Tuesday, May 07, 2013

(STICKY) Govt introduces law to curb tax avoidance
By Gift Chanda
Mon 06 May 2013, 14:00 CAT

GOVERNMENT has introduced a new law allowing the Central Bank to regulate and monitor foreign exchange flows in order to curb tax avoidance.

The Statutory Instrument (SI) number 32 of 2013, which was signed by finance minister Alexander Chikwanda last week, will take effect on May 16 this year, according to Ministry of Finance public relations officer Chileshe Kandeta.

"The main objective of the Statutory Instrument is to monitor Balance of Payments in a transparent and accountable manner," Kandeta stated in an emailed statement yesterday.

A report by a US anti-graft watchdog recently revealed that almost US$9 billion was illicitly siphoned out of Zambia over the last decade.

The new regulation, apart from improving transparency standards in managing the Zambian financial system, would also protect the kwacha from manipulative practices by some market players.

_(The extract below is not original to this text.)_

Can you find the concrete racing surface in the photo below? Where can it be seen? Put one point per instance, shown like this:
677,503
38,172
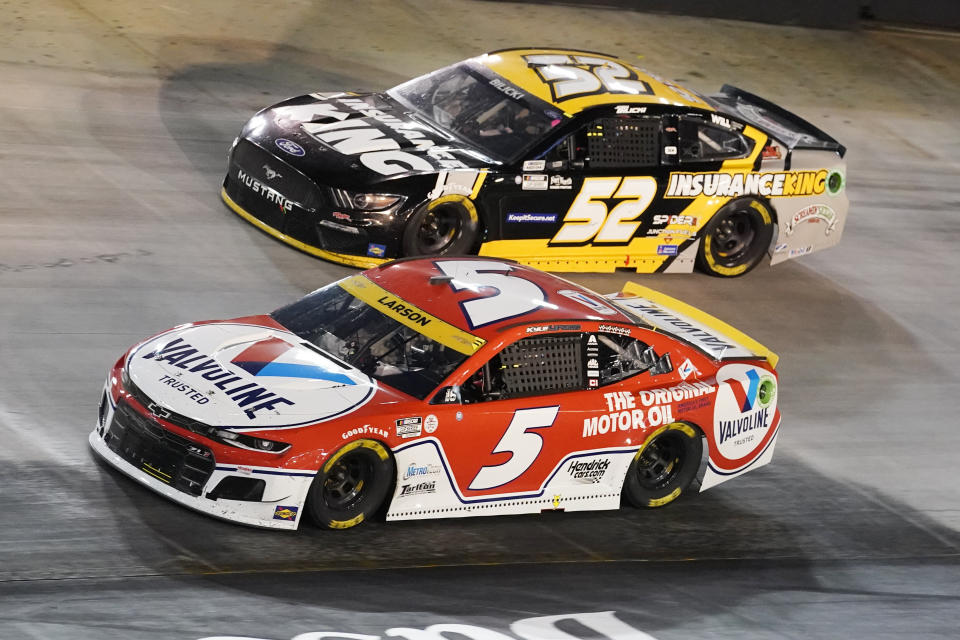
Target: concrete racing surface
115,119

The new law will apply to financial service providers, importers and exporters of goods or services exceeding US$10,000 or the equivalent in other foreign currency", Kandeta explained.

"In relation to outflows, BoZ shall monitor the value of any imported goods, the value of any imported services, including management services, and any amounts remitted out of Zambia whether unrequited (gratuitous) or otherwise," he stated.

"It shall also monitor the amounts, if any, deposited abroad but generated by a person resident in Zambia from the supply of goods produced or services rendered in Zambia, loans granted to non-residents as well as trade credits from non-residents. Others are investments made in the form of equity outside Zambia by persons resident in Zambia and investments made in the form of debt securities outside Zambia by persons resident in Zambia.

BoZ will also monitor the value of any goods or services exported out of Zambia, profits or dividends received in respect of investments abroad and borrowings from non-residents, among others," added Kandeta.